Team Penske, Ed Carpenter Racing, and A.J. Foyt Racing completed test days for Chevrolet, with Schmidt Peterson Motorsports and Chip Ganassi Racing doing so for Honda.

That left teams like Andretti Autosport out of the mix, with some voicing concerns as a result.

However, in a press conference during testing at ISM Raceway last weekend, Marco Andretti explained that he thinks Andretti Autosport should be able to catch up on development, citing the team’s resources – they’re the only IndyCar team with four full-time cars in their stable – and the fact that everyone is still adapting to the new kit.

“I feel like it’s early enough days that, yes, we can catch up,” Andretti said at ISM Raceway. “When there is anything new, a new car, new aero kit, at-track days are huge. We can sim all these things we want. To really get out there and confirm what we’re learning back at the shop is another thing.”

Ryan Hunter-Reay during testing at ISM Raceway.
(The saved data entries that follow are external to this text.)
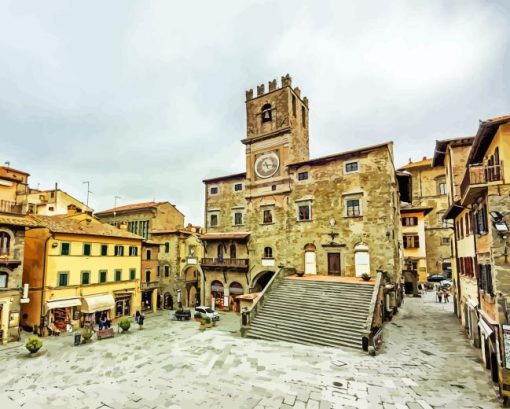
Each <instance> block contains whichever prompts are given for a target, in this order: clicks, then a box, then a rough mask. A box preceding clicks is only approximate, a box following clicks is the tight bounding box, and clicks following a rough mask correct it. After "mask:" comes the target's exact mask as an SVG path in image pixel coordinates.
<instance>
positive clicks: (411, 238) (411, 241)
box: [404, 234, 420, 249]
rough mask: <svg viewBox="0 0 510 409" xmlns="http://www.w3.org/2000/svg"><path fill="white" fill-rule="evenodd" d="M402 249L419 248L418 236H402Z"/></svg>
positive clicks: (406, 235) (412, 235) (410, 248)
mask: <svg viewBox="0 0 510 409" xmlns="http://www.w3.org/2000/svg"><path fill="white" fill-rule="evenodd" d="M404 248H405V249H417V248H420V238H419V236H418V235H417V234H405V235H404Z"/></svg>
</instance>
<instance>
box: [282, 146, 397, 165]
mask: <svg viewBox="0 0 510 409" xmlns="http://www.w3.org/2000/svg"><path fill="white" fill-rule="evenodd" d="M391 144H393V142H385V143H380V144H377V145H370V146H365V147H362V148H358V149H354V150H350V151H345V152H339V153H335V154H333V155H328V156H321V157H319V158H315V159H309V160H305V161H302V162H295V163H290V164H289V165H287V166H288V167H289V168H292V167H299V166H302V165H316V164H321V163H327V162H331V161H334V160H339V159H347V158H352V157H356V156H360V155H362V154H364V153H368V152H371V151H373V150H376V149H380V148H384V147H385V146H388V145H391Z"/></svg>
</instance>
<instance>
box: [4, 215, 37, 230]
mask: <svg viewBox="0 0 510 409" xmlns="http://www.w3.org/2000/svg"><path fill="white" fill-rule="evenodd" d="M0 224H10V225H11V226H26V227H38V226H39V224H38V223H37V222H36V221H35V220H33V219H32V218H30V217H27V216H12V215H4V214H0Z"/></svg>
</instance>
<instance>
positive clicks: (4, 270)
mask: <svg viewBox="0 0 510 409" xmlns="http://www.w3.org/2000/svg"><path fill="white" fill-rule="evenodd" d="M28 176H29V175H28V174H27V173H25V172H21V171H18V170H15V169H11V168H8V167H4V166H3V167H0V344H5V343H7V342H9V341H12V340H17V339H18V334H19V326H20V319H21V317H20V311H21V305H22V304H23V303H27V302H28V301H29V299H28V294H27V293H26V291H25V293H24V292H23V257H24V247H25V231H26V229H27V228H29V227H35V226H37V224H36V223H35V222H34V221H33V220H31V219H29V218H27V217H25V216H24V214H23V207H22V206H20V205H18V204H16V194H17V192H18V191H22V190H23V189H24V186H26V185H27V181H28Z"/></svg>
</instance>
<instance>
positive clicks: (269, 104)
mask: <svg viewBox="0 0 510 409" xmlns="http://www.w3.org/2000/svg"><path fill="white" fill-rule="evenodd" d="M272 120H273V114H272V112H271V104H265V105H263V106H262V122H271V121H272Z"/></svg>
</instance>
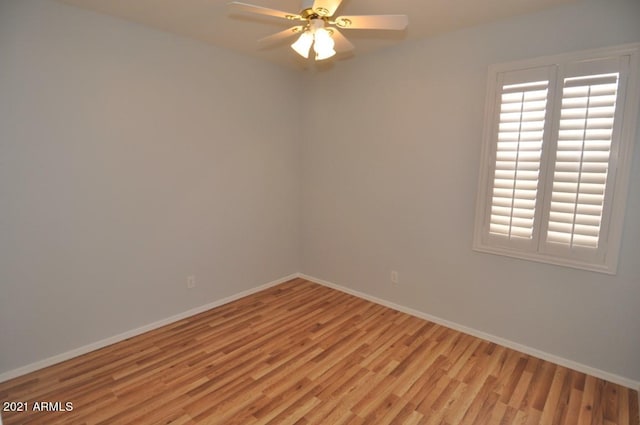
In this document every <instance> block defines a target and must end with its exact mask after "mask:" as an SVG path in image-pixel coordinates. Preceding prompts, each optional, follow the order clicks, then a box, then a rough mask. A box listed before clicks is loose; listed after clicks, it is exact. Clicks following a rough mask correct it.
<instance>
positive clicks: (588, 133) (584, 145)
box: [547, 73, 618, 249]
mask: <svg viewBox="0 0 640 425" xmlns="http://www.w3.org/2000/svg"><path fill="white" fill-rule="evenodd" d="M617 89H618V74H617V73H615V74H608V75H594V76H590V77H587V78H580V77H576V78H567V79H565V82H564V87H563V92H562V109H561V111H560V125H559V131H558V142H557V143H558V145H557V148H556V149H557V151H556V162H555V170H554V174H553V191H552V194H551V205H550V213H549V225H548V229H547V242H552V243H559V244H563V245H567V246H569V247H576V246H582V247H585V248H593V249H597V248H598V245H599V240H600V239H599V238H600V227H601V223H602V214H603V210H604V204H605V188H606V184H607V174H608V170H609V159H610V156H611V143H612V136H613V124H614V116H615V110H616V99H617Z"/></svg>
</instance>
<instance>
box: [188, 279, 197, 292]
mask: <svg viewBox="0 0 640 425" xmlns="http://www.w3.org/2000/svg"><path fill="white" fill-rule="evenodd" d="M195 287H196V277H195V276H187V288H189V289H193V288H195Z"/></svg>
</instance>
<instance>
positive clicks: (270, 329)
mask: <svg viewBox="0 0 640 425" xmlns="http://www.w3.org/2000/svg"><path fill="white" fill-rule="evenodd" d="M0 399H1V400H2V401H3V402H4V401H27V402H29V403H33V402H36V401H51V402H56V401H58V402H62V403H63V404H62V405H63V406H64V403H65V402H71V403H73V410H72V411H71V412H57V413H42V412H33V411H29V412H27V413H15V414H8V413H6V412H5V413H4V414H3V419H4V421H5V422H4V423H5V425H10V424H21V425H27V424H160V423H162V424H168V423H171V424H194V423H207V424H225V425H231V424H266V423H270V424H323V425H325V424H327V425H334V424H374V425H377V424H449V425H457V424H483V425H484V424H556V425H563V424H603V425H616V424H617V425H623V424H624V425H627V424H633V425H637V424H638V396H637V392H636V391H632V390H630V389H627V388H624V387H621V386H618V385H614V384H612V383H609V382H606V381H603V380H600V379H596V378H594V377H591V376H588V375H584V374H582V373H578V372H575V371H572V370H570V369H566V368H564V367H560V366H557V365H555V364H552V363H549V362H546V361H542V360H539V359H536V358H534V357H531V356H528V355H525V354H522V353H519V352H516V351H513V350H510V349H507V348H504V347H501V346H499V345H496V344H493V343H490V342H487V341H483V340H480V339H478V338H475V337H472V336H469V335H465V334H462V333H460V332H457V331H453V330H451V329H448V328H445V327H442V326H439V325H436V324H434V323H431V322H427V321H424V320H421V319H418V318H415V317H412V316H409V315H407V314H404V313H400V312H397V311H394V310H391V309H389V308H386V307H383V306H380V305H377V304H374V303H371V302H369V301H365V300H362V299H359V298H356V297H353V296H351V295H347V294H344V293H342V292H338V291H335V290H332V289H329V288H325V287H323V286H319V285H317V284H313V283H310V282H308V281H305V280H302V279H296V280H293V281H290V282H287V283H284V284H282V285H278V286H276V287H273V288H270V289H267V290H265V291H262V292H260V293H257V294H254V295H251V296H249V297H246V298H243V299H241V300H238V301H235V302H232V303H229V304H226V305H224V306H221V307H218V308H215V309H213V310H210V311H207V312H205V313H202V314H199V315H197V316H193V317H191V318H188V319H185V320H182V321H179V322H176V323H174V324H171V325H169V326H165V327H163V328H160V329H157V330H154V331H151V332H148V333H146V334H143V335H140V336H137V337H134V338H131V339H129V340H126V341H123V342H121V343H118V344H114V345H112V346H109V347H106V348H104V349H101V350H98V351H95V352H92V353H89V354H86V355H84V356H81V357H78V358H75V359H72V360H69V361H67V362H64V363H61V364H58V365H55V366H52V367H49V368H46V369H43V370H40V371H38V372H34V373H32V374H29V375H26V376H22V377H20V378H17V379H14V380H11V381H8V382H5V383H2V384H0ZM31 409H32V406H31V405H29V410H31Z"/></svg>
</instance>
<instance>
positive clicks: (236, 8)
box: [227, 1, 302, 20]
mask: <svg viewBox="0 0 640 425" xmlns="http://www.w3.org/2000/svg"><path fill="white" fill-rule="evenodd" d="M227 6H229V7H230V8H231V9H233V10H236V11H238V12H249V13H256V14H258V15H266V16H274V17H276V18H283V19H290V20H302V17H301V16H300V15H298V14H297V13H288V12H283V11H281V10H276V9H269V8H268V7H262V6H256V5H253V4H247V3H241V2H239V1H232V2H230V3H227Z"/></svg>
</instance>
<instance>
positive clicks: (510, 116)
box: [474, 43, 640, 273]
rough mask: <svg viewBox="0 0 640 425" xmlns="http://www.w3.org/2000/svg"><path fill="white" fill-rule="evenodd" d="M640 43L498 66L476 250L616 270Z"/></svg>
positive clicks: (633, 132) (636, 85) (518, 256)
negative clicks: (572, 54)
mask: <svg viewBox="0 0 640 425" xmlns="http://www.w3.org/2000/svg"><path fill="white" fill-rule="evenodd" d="M639 58H640V44H638V43H636V44H634V45H629V46H623V47H621V48H614V49H602V50H600V51H597V52H587V53H585V54H573V55H566V56H557V57H553V58H547V59H541V60H536V61H527V62H526V63H524V64H522V65H521V67H520V68H519V66H518V64H515V65H513V64H510V65H509V64H507V65H502V66H495V67H493V69H492V70H491V73H490V76H493V78H491V79H490V81H489V89H488V96H487V99H488V100H487V102H488V103H487V116H486V119H487V121H486V125H487V126H486V127H485V135H484V146H483V164H482V167H481V176H480V177H481V178H480V182H479V185H480V186H479V191H478V204H477V208H476V231H475V235H474V249H476V250H479V251H484V252H490V253H494V254H501V255H508V256H513V257H518V258H523V259H530V260H534V261H542V262H548V263H553V264H558V265H565V266H569V267H577V268H583V269H587V270H593V271H600V272H605V273H615V268H616V265H617V253H618V250H619V246H620V240H621V235H622V223H621V222H622V219H623V217H624V207H625V198H626V191H627V186H628V180H629V174H630V157H631V152H632V149H633V144H634V141H635V139H634V136H635V129H636V118H637V111H638V103H639V102H640V82H639V81H638V79H639V74H640V73H639V72H638V69H639V68H640V63H639V62H640V59H639Z"/></svg>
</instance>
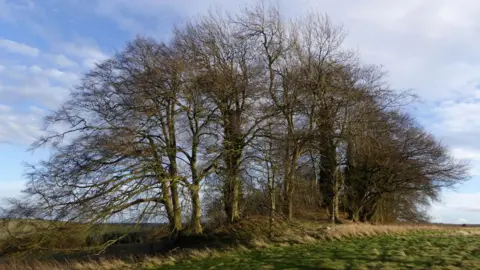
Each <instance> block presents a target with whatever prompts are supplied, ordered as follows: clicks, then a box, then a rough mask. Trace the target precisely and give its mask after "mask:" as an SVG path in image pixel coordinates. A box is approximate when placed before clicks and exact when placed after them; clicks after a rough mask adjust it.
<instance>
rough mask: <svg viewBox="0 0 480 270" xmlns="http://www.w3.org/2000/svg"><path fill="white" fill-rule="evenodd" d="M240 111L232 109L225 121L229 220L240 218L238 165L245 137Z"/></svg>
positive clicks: (226, 213) (226, 181)
mask: <svg viewBox="0 0 480 270" xmlns="http://www.w3.org/2000/svg"><path fill="white" fill-rule="evenodd" d="M240 116H241V114H240V111H238V110H230V111H228V115H227V117H226V120H227V121H226V122H225V131H224V132H225V138H224V141H223V146H224V154H225V165H226V168H225V171H226V181H225V185H224V190H223V192H224V194H223V196H224V204H225V213H226V214H227V218H228V222H230V223H234V222H237V221H238V220H239V219H240V209H239V201H240V182H239V179H238V177H239V175H238V167H239V166H240V161H241V159H242V154H243V137H242V134H241V130H240V129H241V121H240Z"/></svg>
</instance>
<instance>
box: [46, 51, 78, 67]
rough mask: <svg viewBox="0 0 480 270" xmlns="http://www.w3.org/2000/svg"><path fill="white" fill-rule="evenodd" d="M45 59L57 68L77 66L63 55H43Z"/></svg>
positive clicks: (48, 54) (56, 54)
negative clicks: (61, 67) (46, 58)
mask: <svg viewBox="0 0 480 270" xmlns="http://www.w3.org/2000/svg"><path fill="white" fill-rule="evenodd" d="M45 57H46V58H47V59H48V61H50V62H51V63H52V64H54V65H55V66H58V67H64V68H69V67H76V66H78V64H77V63H76V62H75V61H73V60H71V59H69V58H68V57H66V56H65V55H64V54H45Z"/></svg>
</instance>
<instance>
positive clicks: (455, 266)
mask: <svg viewBox="0 0 480 270" xmlns="http://www.w3.org/2000/svg"><path fill="white" fill-rule="evenodd" d="M154 269H242V270H245V269H480V235H478V234H476V233H469V232H467V231H459V232H455V233H452V232H449V231H442V232H410V233H407V234H403V235H379V236H374V237H360V238H359V237H354V238H345V239H341V240H333V241H316V242H313V243H310V244H299V245H292V246H276V247H267V248H263V249H256V250H251V251H243V252H235V253H234V252H232V253H227V254H217V255H214V256H213V257H210V258H208V257H207V258H202V259H190V260H182V261H179V262H178V263H175V262H172V263H171V264H170V265H165V266H162V267H159V268H158V267H157V268H154Z"/></svg>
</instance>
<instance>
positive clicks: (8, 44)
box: [0, 39, 40, 57]
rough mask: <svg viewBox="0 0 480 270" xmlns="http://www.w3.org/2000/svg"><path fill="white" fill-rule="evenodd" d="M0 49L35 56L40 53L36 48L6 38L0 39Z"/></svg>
mask: <svg viewBox="0 0 480 270" xmlns="http://www.w3.org/2000/svg"><path fill="white" fill-rule="evenodd" d="M0 49H3V50H5V51H7V52H10V53H17V54H22V55H27V56H32V57H36V56H38V54H39V53H40V51H39V50H38V49H37V48H34V47H31V46H28V45H26V44H23V43H19V42H15V41H12V40H8V39H0Z"/></svg>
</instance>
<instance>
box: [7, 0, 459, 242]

Photo: IndyCar

Andretti continued, “Yeah, I don’t think we should look at it like we’re behind the eight ball. With a four-car team, that’s where we can use it to our benefit. So far so good.”

Teammate Ryan Hunter-Reay, echoed Andretti’s sentiments, adding that while the situation is not perfect, they will need to adapt to it in order to remain competitive.

“Any time you have a new car, to put it into perspective, we’re on track three days on a road course before we get to (the season open in St. Petersburg). That’s a very short amount of time. It’s obviously not ideal, but we’re just going to lace up our boots and get on with it. That’s all you can do.”

Andretti Autosport will have one more team test, at Sebring International Raceway later on in February, before the season-opening Firestone Grand Prix of St. Petersburg.